US 12,271,703 B2
Reinforcement learning techniques for dialogue management
Rajesh Virupaksha Munavalli, San Jose, CA (US)
Assigned to PayPal, Inc., San Jose, CA (US)
Filed by PayPal, Inc., San Jose, CA (US)
Filed on Sep. 29, 2021, as Appl. No. 17/489,356.
Claims priority of provisional application 63/086,715, filed on Oct. 2, 2020.
Prior Publication US 2022/0108080 A1, Apr. 7, 2022
Int. Cl. G06F 40/35 (2020.01); G06N 3/08 (2023.01); G06F 16/3329 (2025.01); G10L 15/06 (2013.01); G10L 15/22 (2006.01)

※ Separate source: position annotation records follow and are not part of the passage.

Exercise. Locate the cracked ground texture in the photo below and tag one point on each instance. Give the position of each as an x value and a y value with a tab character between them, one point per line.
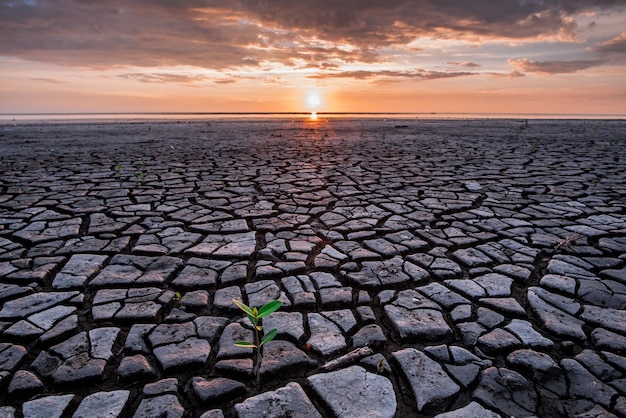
425	268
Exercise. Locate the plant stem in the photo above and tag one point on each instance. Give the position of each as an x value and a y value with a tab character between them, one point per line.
257	363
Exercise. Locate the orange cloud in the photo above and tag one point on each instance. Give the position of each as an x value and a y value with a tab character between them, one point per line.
553	67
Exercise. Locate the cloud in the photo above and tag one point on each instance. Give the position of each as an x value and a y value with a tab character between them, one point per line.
419	74
552	67
226	35
162	78
616	45
464	64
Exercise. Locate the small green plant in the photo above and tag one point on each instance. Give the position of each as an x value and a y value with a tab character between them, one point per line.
260	338
140	175
380	367
117	169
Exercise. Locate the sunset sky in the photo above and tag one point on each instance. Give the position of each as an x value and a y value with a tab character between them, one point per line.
504	56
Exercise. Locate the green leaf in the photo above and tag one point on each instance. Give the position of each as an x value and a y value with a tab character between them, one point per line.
244	344
242	306
269	308
268	337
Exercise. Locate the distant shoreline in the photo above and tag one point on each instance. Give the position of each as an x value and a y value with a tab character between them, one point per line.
9	117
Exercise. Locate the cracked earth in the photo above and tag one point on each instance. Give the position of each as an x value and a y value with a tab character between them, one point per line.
426	268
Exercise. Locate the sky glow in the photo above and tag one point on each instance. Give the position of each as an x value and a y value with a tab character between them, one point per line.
507	56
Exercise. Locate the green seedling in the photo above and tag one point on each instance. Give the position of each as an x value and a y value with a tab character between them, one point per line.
260	338
140	175
117	168
380	367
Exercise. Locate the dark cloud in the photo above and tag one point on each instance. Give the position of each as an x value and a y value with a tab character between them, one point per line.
239	34
553	67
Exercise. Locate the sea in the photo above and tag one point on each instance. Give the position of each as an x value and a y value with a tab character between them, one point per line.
7	118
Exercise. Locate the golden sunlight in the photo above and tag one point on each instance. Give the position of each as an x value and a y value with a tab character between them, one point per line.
314	100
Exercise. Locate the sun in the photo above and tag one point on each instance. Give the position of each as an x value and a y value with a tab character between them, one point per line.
313	100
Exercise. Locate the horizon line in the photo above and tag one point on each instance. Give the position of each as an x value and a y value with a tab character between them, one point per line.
307	113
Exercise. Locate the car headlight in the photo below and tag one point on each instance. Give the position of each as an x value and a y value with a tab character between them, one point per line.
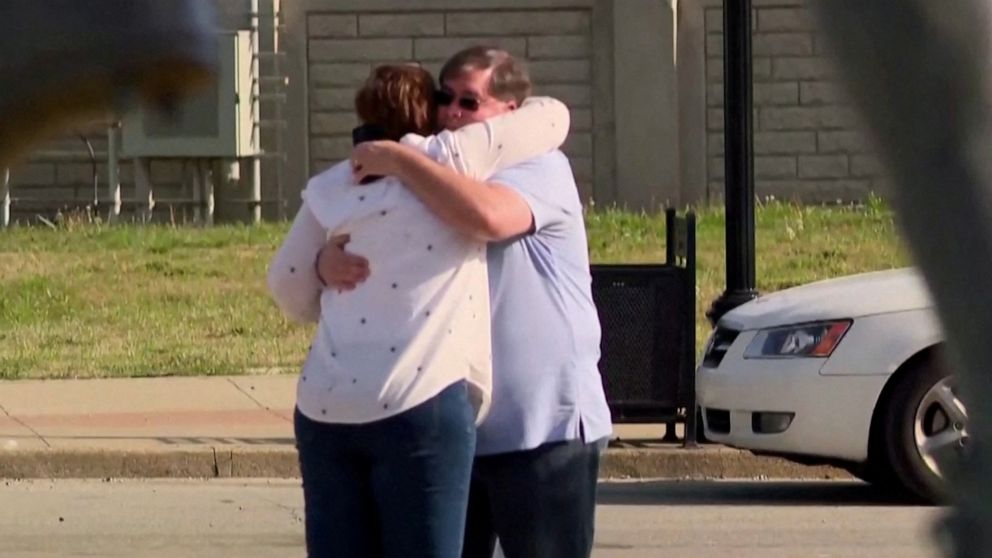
804	340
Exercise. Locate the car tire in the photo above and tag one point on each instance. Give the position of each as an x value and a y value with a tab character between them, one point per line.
916	417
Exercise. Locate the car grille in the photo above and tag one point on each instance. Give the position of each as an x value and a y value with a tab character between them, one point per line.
718	421
719	345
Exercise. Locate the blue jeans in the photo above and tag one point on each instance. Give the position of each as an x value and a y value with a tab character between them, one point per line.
397	487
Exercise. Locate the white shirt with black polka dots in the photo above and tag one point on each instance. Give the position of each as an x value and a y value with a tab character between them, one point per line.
421	321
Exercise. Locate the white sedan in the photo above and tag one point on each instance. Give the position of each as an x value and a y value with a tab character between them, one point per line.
846	371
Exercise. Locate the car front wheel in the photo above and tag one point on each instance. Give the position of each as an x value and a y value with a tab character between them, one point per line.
925	429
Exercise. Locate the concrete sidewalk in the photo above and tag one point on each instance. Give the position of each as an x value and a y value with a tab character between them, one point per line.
241	426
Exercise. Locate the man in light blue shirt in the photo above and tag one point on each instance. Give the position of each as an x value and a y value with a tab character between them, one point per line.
534	477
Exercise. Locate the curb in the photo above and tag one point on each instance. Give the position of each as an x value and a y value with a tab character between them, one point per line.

CPC G06F 40/35 (2020.01) [G06N 3/08 (2013.01); G06F 16/3329 (2019.01); G10L 15/063 (2013.01); G10L 15/22 (2013.01)] 20 Claims
OG exemplary drawing
 
1. A method, comprising:
performing, by a computer system, an iterative training operation to train a deep Q-learning network (“DQN”) based on conversation log information corresponding to a plurality of prior conversations, wherein the DQN includes:
an input layer to receive an input value indicative of a current state of a given conversation;
one or more hidden layers; and
an output layer that includes a plurality of output nodes corresponding to a plurality of available responses;
wherein, for a first conversation log corresponding to a first one of the plurality of prior conversations, the iterative training operation includes:
determining a current state of the first prior conversation based on a first user utterance, wherein determining the current state of the first prior conversation includes, for the first user utterance, identifying a first cluster of user utterances from a plurality of clusters of user utterances, the plurality of clusters of user utterances associated with the plurality of prior conversations partitioned into the plurality of clusters;
generating a first input value to the DQN based on the current state of the first prior conversation;
applying the first input value to the DQN to identify a first response, from the plurality of available responses, to provide to the first user utterance; and
updating the DQN based on a first reward value provided based on the first response; and
repeating, by the computer system, the iterative training operation using a second conversation log corresponding to a second one of the plurality of prior conversations.